Tuesday, August 10th, 4:21 p.m. Leave The Hague for Amsterdam, where I arrived at 7:30 p.m., having passed Haarlem at 6:45 p.m. At 8 o'clock, as I sat on the platform of the Oosterspoorweg Station, the bells of three different towers commenced simultaneously to chime their peals and that too with mathematical precision. The exactness with which the clocks in the clock-towers of Europe keep time is remarkable; and the music of the pealing bells is beautiful, when numbers of them chime at the same time.
At Amsterdam I was asked for my passport, I told the "blue coats" that I had it in my satchel, "You should have it with you," said the German-speaking official. I replied that I had not been aware of that; and as I had not been asked for it either in England, France or Belgium, I had placed it into my satchel, so as not to wear it out in my pockets. I sent the porter to fetch my satchel, took the passport from it, and, after having shown it to the officials, placed it into my pocket again, so that I might have it ready in any emergency.
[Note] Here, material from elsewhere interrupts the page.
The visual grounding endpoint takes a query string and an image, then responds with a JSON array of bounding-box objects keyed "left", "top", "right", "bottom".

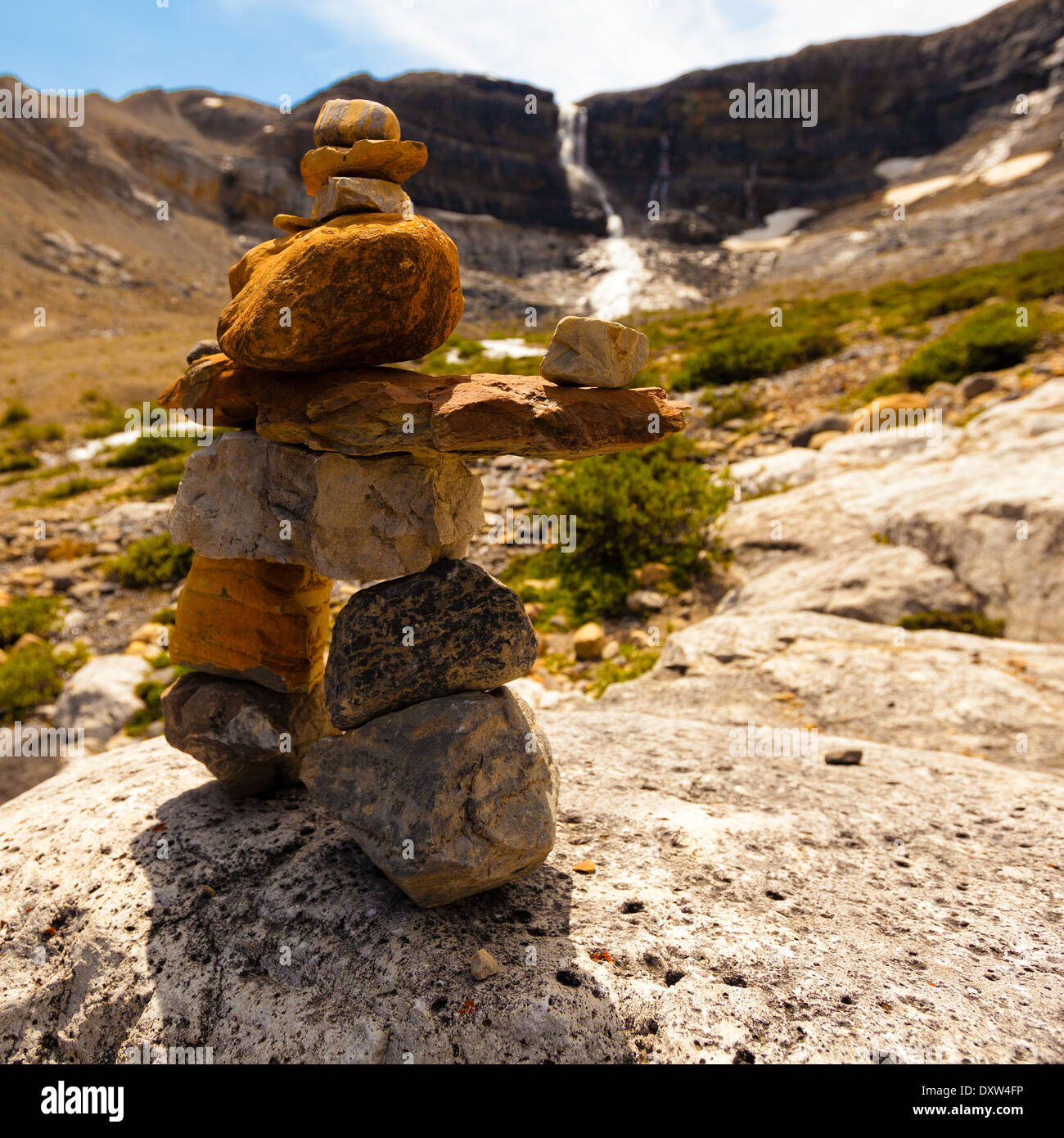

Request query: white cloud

These officers were very accommodating to me afterwards, however, during the time that I waited for the next train for Utrecht. After having had quite a social chat with them, I asked them what they would have done with me if I could not have produced them a passport from the government of my country. "Well," said one of them, "we would have been obliged to subject you to an examination, and if your answers would have satisfied the committee, you would have been allowed to pass on."
Cloak-Rooms.
In connection with the railway stations, wherever I traveled in Europe, there are "cloak-rooms," in which the baggage of the travelers is stored away. It costs 1 to 2 cents to have a package, parcel, umbrella or satchel deposited into one of these, and then the depositor receives a receipt or check for his luggage, which he must present when he wishes to have it again. But Holland offers none of these excellent accommodations, else I would have spent a day more among these Flanders. When I came to Amsterdam, I was immediately assailed by a herd of porters, each anxious to take my satchel into charge. It had been my rule to carry it to the cloak-room myself, but here I could not find one! After a vehement struggle with the fierce porters, one of them who could say "Yes," in German, and who nodded his head when I asked him whether he would take it to a cloak-room, took it and carried it into the station, a distance of about fifty feet. But they kept no cloak-room as I observed when it was not placed into a special apartment for the purpose. It did not seem homelike at all to me, so I asked the agent whether he would give me a receipt for it. "Yes, if you satisfy the porter, I will," he answered. This reply made me more tired of Amsterdam than anything else, for, thought I, if the agent of the would-be "cloak-room" is a party to such a set of fellows, I must indeed have fallen into pretty bad company. I offered the porter 4 cents, which was twice as much as it cost me in other cities to have my satchel cared for a whole day, but he refused to take it. Being unwilling to become the victim of their extortions, I took my satchel and carried it (almost three fourths of a mile) through town to the Oosterspoorweg on the other side of the city. There I obtained good accommodations. I had asked for lodging while coming through the city, but could not suit myself; so I decided to start that evening with the first train for Utrecht. How different was the social atmosphere of the Oosterspoorweg Station! Not only were the porters and the officers civil, but there was an excellent restaurant connected with it, and the waiting-girls of the coffee-room were tidily dressed in French costume, spoke German, and were social, polite and accommodating.
At 9:30, I left by train for Utrecht, which I reached at 10:35 p.m. The station was a new and spacious one and the accommodations were again like those which I had been accustomed to, before I saw Holland; so I felt quite at home again.
Utrecht.
It is entirely wrong for the tourist to come into a strange city late at night, but I could not avoid it this time on account of my sudden determination in Amsterdam not to spend the night there, as had been my intention. A clever and kind-hearted gentleman accompanied me through comparatively dark streets, and found a good hotel for me.
The next forenoon I ascended the high tower (469 steps, 321 feet in height). In this tower, at the height of 124 steps, lives the lady custodian of this stupendous building. She must have "high times" up there! The tower is a large square structure affording plenty of room even for several families; but I was thinking that she must have quite a time of it carrying up her water and all the numerous other things necessary to house-keeping.
The view from the top of the tower takes in the greater part of Holland. The country all around is quite level, as far as the eye can see. Level, in Holland, means level. Here one sees the innumerable wind-mills, and the labyrinthic net-work of canals which intersect Holland. An almost boundless expanse of meadow land stretches out in every direction, and affords excellent pasture to the lowing herds that roam upon it. One sees but a few scattered trees, and several small woods, all the rest is clear and bear--no hedge-fences even to interrupt the dull monotony of the scene below. A strong wind, and it was high too, whistled around that lofty tower, reminding me of our winter storms when they whistle over the chimney-tops--a music that often makes melancholy hearts home-sick.
It was exactly 12:00 o'clock, and I was in the middle of the sentence, "How beautiful these bells chime," when a boy motioned me to come quickly to a certain place where I could see the cylinder revolve which communicates with the peal of bells.